Particularity of salvation
Third, there is the particularity of the Church; let’s call it the particularity of salvation. Probably 25 years ago, in New York City, I had the opportunity to meet briefly the Venerable Francis Xavier Nyugen van Thuan. He was the Archbishop of Saigon or Ho Chi Minh City. He was appointed Archbishop of Saigon when all of Vietnam fell to the communists after the U.S. military pulled out. He was imprisoned for 13 years from 1976 to 1989. He spent nine of those years in solitary confinement. He fashioned a pectoral cross out of wire. He used a few drops of wine (requested for his “stomach ailment”) and some crumbs of bread to celebrate the Holy Mass.

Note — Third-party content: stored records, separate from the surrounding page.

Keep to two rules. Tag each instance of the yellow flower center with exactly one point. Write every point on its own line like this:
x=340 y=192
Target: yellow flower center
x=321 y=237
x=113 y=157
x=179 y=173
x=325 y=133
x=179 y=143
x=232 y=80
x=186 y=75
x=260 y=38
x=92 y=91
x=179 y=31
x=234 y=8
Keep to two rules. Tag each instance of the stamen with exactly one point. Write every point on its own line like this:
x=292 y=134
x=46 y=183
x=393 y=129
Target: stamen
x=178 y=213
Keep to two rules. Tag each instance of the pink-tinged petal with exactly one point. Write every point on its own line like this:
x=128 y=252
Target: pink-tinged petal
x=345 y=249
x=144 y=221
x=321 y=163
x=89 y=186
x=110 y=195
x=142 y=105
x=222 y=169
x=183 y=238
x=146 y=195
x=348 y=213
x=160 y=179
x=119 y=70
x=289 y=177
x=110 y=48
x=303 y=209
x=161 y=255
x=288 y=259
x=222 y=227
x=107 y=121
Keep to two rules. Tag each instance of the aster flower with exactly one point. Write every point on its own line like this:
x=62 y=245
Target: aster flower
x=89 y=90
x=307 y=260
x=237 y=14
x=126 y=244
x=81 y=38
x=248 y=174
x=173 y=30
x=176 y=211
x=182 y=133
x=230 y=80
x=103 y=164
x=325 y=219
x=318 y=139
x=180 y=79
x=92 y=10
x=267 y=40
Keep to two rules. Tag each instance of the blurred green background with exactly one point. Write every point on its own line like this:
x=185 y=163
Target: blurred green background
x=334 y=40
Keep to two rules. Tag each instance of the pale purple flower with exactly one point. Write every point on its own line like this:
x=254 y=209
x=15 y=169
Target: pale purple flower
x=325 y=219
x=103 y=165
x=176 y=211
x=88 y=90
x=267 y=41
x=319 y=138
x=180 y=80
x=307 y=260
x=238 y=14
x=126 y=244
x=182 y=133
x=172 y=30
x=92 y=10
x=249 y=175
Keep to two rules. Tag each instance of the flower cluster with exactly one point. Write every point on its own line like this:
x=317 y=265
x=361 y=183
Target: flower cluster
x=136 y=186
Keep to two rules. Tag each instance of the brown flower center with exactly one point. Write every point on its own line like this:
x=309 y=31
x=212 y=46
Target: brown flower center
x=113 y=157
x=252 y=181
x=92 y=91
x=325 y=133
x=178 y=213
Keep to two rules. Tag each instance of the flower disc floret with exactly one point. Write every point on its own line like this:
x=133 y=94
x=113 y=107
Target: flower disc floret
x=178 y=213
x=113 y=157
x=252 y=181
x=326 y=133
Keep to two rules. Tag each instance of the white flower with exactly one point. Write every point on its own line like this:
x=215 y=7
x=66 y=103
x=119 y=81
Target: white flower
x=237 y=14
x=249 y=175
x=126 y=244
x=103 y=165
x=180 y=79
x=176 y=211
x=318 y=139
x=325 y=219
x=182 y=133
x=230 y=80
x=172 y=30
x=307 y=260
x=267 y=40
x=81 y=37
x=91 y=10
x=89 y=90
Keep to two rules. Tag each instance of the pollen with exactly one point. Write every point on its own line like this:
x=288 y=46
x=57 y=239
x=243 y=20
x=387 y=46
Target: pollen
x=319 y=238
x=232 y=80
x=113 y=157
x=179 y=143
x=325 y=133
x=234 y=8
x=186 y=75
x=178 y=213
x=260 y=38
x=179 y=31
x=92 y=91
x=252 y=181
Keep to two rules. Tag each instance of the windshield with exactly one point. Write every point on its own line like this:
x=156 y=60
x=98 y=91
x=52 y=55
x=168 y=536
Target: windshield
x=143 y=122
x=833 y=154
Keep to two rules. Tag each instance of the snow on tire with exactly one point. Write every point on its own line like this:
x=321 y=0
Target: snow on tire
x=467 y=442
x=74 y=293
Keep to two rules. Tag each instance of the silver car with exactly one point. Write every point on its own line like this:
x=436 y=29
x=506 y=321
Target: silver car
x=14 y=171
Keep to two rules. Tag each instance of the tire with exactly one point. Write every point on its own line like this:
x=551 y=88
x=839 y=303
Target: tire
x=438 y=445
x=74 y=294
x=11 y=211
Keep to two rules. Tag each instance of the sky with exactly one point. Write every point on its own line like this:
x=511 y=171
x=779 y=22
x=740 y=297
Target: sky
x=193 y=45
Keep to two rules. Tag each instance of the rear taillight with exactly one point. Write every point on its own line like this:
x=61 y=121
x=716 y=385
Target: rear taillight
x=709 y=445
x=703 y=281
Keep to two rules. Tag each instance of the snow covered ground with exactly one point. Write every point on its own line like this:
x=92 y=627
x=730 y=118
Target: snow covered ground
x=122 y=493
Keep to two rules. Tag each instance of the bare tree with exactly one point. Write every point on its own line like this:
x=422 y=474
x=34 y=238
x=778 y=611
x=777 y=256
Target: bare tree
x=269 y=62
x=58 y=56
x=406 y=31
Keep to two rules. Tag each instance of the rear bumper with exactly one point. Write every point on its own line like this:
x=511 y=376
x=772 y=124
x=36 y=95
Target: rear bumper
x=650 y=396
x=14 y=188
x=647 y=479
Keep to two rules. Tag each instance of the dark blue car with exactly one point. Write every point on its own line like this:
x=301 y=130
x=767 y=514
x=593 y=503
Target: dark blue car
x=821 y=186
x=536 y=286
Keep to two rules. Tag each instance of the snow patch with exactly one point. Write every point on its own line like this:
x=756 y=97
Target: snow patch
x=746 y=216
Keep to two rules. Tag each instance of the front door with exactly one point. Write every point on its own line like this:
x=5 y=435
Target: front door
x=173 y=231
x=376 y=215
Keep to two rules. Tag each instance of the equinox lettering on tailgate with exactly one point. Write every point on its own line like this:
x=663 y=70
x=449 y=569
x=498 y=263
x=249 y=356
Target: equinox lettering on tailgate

He smuggled over a thousand small letters out of solitary confinement to his flock in Vietnam. He taught his guards religious hymns in Latin; they were praying to the Virgin Mary without realizing it. The guards and warden became his friends during his years of confinement, and some converted to the faith. On his release, he forgave them all.
In New York City, I, as a young man who was simply becoming more interested in Catholicism and possibly in the seminary, attended a small Catholic speaking event without knowing who was necessarily speaking. However, I witnessed Vietnamese faithful come into the room and weeping as they met the beloved archbishop. Some prostrated and kissed his feet as they wept. Their great long-suffering and holy archbishop had returned to them, and they wept in profound joy at the mere sight of him! I saw unfold before me the Church’s unique gift of particularity.
Amidst all the scandal and crisis in the Church, Holy Mother Church still produces her gifts of particularity, often quietly and many times under suffering, not unlike the gift of the incarnation of Our Lord and Savior and His birth in the stable in the midst of the tragic crisis of man’s acute need for redemption in the sweep of salvation history.
No doubt we feel the loss of our dearly beloved Bishop Morlino in this Christmas season; not only of his position, but of him, his special gifts, and his attention to us. In that loss, we subtly pay homage to the gift of particularity that yields not only incarnational love, but also our redemption.
May you and your families have a blessed Christmas in the peace of Jesus Christ, the Savior of the world.